Je n'ai pas beaucoup de
patience pour écouter les discours.
Si vous regardez un auditoire
autour de vous, ce que je fais souvent, vous remarquerez combien les gens sont
agités et mal à l'aise, à supposer qu'ils soient restés
réveillés. Les cheveux que l'on s'entortille, le boulochage que
l'on se fait sur ses vêtements, les bâillements que l'on essaye
de dissimuler, voilà le spectacle le plus fréquemment observé.
Mais l'instrument le plus
fascinant et le plus fréquemment employé dans de telles circonstances
est un des ongles de la main. Cette merveille anatomique relativement rudimentaire
peut fournir pendant des heures des occasions infiniment variées de se
distraire. Et dire que nous en avons dix !
C'est ainsi que je me trouvais
un soir, dans la rangée 41, siège 7, en train d'achever une manucure
particulièrement approfondie de l'épiderme de ma main gauche,
quand mes oreilles se sont soudain redressées. L'orateur, un de mes amis
- d'où ma présence en ce lieu - venait de poser une question qui
avait interrompu le cheminement de mon ongle.
- Quels sont les trois mots
les plus importants dans le mariage ?
- Facile, me suis-je dit
: C'est : "Je t'aime !"
- Et ce n'est pas : "Je
t'aime !", a-t-il ajouté.
Les gens cessèrent de s'entortiller les cheveux, et même quelques adeptes du boulochage prêtèrent leur attention.
L'assistance retint son
souffle. Les gens cessèrent de s'entortiller les cheveux, et même
quelques adeptes du boulochage prêtèrent leur attention. Je pouvais
entendre travailler les méninges de mes voisins. " Qu'est-ce qui
pourrait être plus important que : "Je t'aime !" De quelle formule
cet homme pouvait-il bien être en train de nous parler ? "
Mon esprit galopait au rythme
de celui des autres. J'aurais sûrement pu proposer quelques possibilités
tirées de mes propres réflexions. Comme par exemple :
" Tu as compris ? ",
" Tu es vraiment fatiguée ? ", " J'étais en train
de me raser. "
Fort heureusement, le conférencier
nous a libérés assez rapidement de nos misérables investigations
anticipatoires :
- Les trois mots les plus
importants dans un mariage sont : " J'avais tort ! "
Beaucoup de têtes
se sont inclinées en signe d'approbation, la mienne aussi.
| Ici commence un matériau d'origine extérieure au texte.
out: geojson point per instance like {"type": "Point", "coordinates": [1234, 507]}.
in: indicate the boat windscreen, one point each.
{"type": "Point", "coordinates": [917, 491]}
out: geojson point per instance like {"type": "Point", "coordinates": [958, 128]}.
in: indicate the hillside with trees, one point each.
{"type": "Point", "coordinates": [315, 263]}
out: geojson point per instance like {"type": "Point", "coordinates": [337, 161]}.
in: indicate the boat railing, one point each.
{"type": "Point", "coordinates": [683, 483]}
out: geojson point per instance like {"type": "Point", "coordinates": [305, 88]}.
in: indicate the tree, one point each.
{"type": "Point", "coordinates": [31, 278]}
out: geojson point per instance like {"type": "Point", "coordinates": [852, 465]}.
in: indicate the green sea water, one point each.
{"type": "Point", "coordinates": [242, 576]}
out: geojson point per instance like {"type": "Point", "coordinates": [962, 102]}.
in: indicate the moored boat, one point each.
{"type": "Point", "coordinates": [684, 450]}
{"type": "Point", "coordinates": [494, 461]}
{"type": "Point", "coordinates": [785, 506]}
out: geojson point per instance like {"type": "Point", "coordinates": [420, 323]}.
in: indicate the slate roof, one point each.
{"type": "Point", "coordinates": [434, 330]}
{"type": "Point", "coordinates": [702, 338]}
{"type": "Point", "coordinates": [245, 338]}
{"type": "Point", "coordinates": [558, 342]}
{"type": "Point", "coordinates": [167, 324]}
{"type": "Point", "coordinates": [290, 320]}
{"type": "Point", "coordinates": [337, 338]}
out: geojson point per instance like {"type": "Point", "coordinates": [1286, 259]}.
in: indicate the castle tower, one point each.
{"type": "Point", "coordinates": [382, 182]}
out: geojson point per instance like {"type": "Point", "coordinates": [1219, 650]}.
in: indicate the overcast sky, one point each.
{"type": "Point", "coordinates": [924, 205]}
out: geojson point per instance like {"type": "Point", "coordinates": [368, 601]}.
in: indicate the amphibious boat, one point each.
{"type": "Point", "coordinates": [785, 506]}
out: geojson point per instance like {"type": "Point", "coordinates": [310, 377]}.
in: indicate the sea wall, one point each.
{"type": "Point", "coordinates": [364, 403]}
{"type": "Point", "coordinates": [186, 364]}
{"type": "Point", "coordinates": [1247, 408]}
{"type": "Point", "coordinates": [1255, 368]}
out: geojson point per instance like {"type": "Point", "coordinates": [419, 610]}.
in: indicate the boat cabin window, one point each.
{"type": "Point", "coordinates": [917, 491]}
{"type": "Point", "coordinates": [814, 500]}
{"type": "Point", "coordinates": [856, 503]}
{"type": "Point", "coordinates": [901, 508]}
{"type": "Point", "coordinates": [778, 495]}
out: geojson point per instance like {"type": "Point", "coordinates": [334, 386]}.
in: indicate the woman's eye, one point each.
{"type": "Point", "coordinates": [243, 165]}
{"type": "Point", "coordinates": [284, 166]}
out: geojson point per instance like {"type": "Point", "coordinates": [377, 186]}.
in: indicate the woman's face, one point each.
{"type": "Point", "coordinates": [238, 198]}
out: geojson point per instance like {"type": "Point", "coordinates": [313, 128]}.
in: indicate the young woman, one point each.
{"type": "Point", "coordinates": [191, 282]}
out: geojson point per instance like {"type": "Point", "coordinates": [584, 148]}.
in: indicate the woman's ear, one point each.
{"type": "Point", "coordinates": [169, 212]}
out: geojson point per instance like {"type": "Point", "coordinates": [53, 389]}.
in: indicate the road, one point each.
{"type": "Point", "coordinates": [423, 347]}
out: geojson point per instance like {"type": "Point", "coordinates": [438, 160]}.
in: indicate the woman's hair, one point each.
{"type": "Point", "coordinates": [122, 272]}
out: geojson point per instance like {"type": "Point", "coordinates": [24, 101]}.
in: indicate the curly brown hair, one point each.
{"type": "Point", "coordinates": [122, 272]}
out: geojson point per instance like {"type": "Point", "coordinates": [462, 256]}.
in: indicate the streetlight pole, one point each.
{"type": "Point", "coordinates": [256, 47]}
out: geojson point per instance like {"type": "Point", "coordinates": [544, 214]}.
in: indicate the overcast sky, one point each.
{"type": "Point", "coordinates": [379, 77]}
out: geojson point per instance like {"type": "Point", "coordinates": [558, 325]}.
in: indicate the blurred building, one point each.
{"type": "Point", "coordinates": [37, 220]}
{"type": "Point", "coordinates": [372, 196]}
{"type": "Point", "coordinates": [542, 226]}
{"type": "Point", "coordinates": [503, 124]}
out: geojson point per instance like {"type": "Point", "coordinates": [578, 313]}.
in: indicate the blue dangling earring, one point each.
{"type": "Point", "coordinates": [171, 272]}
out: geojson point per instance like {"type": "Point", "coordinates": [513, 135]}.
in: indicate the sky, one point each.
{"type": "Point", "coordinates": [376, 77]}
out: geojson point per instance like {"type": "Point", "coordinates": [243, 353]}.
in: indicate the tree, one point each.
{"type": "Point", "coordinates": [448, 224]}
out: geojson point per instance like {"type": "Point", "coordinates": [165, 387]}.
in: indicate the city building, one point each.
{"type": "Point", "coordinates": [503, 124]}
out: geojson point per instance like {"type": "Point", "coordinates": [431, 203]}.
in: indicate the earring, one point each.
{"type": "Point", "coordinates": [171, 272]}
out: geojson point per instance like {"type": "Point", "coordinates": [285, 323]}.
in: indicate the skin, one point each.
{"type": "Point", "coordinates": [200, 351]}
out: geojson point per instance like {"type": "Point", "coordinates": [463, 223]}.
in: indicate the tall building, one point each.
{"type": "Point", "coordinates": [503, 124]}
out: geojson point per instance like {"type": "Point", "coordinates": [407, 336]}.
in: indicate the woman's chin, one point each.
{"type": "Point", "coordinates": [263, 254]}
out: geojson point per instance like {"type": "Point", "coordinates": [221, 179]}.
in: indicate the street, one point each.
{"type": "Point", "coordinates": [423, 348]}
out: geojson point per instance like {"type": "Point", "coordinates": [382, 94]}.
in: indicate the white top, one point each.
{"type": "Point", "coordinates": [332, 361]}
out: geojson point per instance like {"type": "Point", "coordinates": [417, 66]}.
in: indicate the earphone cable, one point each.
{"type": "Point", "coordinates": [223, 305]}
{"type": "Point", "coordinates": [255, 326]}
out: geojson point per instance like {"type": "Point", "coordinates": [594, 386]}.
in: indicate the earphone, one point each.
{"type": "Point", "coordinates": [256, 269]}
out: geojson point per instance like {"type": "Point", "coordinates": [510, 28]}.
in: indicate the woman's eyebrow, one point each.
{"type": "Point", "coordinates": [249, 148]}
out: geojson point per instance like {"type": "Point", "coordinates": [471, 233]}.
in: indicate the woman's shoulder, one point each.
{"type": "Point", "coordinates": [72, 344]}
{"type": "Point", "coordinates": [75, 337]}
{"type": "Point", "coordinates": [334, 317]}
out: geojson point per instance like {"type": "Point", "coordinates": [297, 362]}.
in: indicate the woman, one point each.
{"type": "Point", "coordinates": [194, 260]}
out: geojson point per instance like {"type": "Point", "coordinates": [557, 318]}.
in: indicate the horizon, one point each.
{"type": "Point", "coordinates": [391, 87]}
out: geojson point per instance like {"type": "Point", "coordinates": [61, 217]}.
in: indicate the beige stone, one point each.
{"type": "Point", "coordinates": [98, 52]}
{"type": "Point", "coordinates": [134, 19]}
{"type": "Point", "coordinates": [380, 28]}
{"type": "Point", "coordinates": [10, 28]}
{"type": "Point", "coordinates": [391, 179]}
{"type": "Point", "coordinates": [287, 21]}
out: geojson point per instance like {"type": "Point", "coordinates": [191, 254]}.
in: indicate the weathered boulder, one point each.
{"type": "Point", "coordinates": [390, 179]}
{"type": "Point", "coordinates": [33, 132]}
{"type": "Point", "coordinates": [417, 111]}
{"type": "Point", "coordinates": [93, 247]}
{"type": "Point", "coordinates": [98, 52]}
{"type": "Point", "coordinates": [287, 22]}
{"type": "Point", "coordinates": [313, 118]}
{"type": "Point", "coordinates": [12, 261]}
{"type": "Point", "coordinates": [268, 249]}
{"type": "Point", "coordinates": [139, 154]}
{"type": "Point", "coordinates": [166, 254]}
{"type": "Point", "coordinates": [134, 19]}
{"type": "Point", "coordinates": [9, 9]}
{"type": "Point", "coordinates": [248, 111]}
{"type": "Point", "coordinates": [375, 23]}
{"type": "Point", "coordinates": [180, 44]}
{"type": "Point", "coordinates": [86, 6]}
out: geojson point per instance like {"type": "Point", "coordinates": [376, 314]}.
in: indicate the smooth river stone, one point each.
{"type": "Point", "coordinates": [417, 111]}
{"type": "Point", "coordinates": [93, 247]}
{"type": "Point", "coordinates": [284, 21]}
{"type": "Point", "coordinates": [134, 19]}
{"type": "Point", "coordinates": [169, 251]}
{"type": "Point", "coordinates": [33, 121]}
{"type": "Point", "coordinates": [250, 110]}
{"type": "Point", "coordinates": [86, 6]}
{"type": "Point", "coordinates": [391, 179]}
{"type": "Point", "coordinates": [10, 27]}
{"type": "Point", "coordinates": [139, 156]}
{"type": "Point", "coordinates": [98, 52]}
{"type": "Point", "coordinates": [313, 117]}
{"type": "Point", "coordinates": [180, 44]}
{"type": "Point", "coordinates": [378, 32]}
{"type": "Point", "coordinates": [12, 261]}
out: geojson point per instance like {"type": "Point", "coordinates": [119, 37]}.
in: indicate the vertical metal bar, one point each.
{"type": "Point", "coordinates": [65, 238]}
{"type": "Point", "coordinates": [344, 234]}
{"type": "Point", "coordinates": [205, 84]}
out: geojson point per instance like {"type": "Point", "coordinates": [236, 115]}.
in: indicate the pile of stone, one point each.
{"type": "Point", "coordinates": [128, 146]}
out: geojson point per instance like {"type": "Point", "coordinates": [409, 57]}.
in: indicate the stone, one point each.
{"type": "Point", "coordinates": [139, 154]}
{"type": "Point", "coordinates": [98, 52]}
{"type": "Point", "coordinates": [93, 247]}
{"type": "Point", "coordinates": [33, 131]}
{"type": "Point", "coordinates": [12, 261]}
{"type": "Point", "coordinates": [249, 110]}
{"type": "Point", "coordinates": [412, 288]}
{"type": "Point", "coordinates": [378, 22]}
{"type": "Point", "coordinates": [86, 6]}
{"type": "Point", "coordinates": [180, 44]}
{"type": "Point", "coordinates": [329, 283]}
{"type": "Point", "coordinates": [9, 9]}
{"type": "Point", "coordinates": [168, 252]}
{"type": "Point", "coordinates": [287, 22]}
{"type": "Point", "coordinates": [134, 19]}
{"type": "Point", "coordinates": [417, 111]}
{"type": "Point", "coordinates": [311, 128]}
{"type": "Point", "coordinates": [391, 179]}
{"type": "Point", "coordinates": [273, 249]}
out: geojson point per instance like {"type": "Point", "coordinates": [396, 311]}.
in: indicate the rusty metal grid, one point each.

On venait
de toucher une corde sensible.
Reconnaître
ses torts
Il est de fait qu'aucune
attitude ne peut entretenir et développer une relation entre deux êtres
humains autant que la capacité à reconnaître ses torts.
Peu importe la nature de
l'association : conjoint, collègue, enfant, patron, ami, voire même
un de ses parents. Reconnaître que l'on a eu tort peut ajouter une dimension
incommensurable à la relation. Cela est rafraîchissant, honnête,
désarmant et souvent inattendu.
Et pourtant, reconnaître
un tort, explicitement ou en pensée, voilà ce qui est probablement
l'un des désagréments les plus difficiles que nous ayons à
affronter. Pourquoi ? Pourquoi la plupart d'entre nous s'accrochent-ils si fort
à leur certitude d'avoir toujours raison ? Est-ce que nos ego sont si
frêles et si fragiles qu'ils ne puissent pas souffrir, même occasionnellement,
l'idée qu'ils ont eu tort ?
Apparemment… oui.
Nos ego sont effectivement
frêles, fragiles, chétifs et faibles.
Nous avons si peur à
l'idée de devoir exposer nos faiblesses que nos mécanismes de
défense refusent avec la dernière énergie que nous puissions
dire : " Oh ! Autant pour moi ! "
Nous préférons opposer un démenti plutôt qu'assumer la révélation redoutée que nous sommes imparfaits.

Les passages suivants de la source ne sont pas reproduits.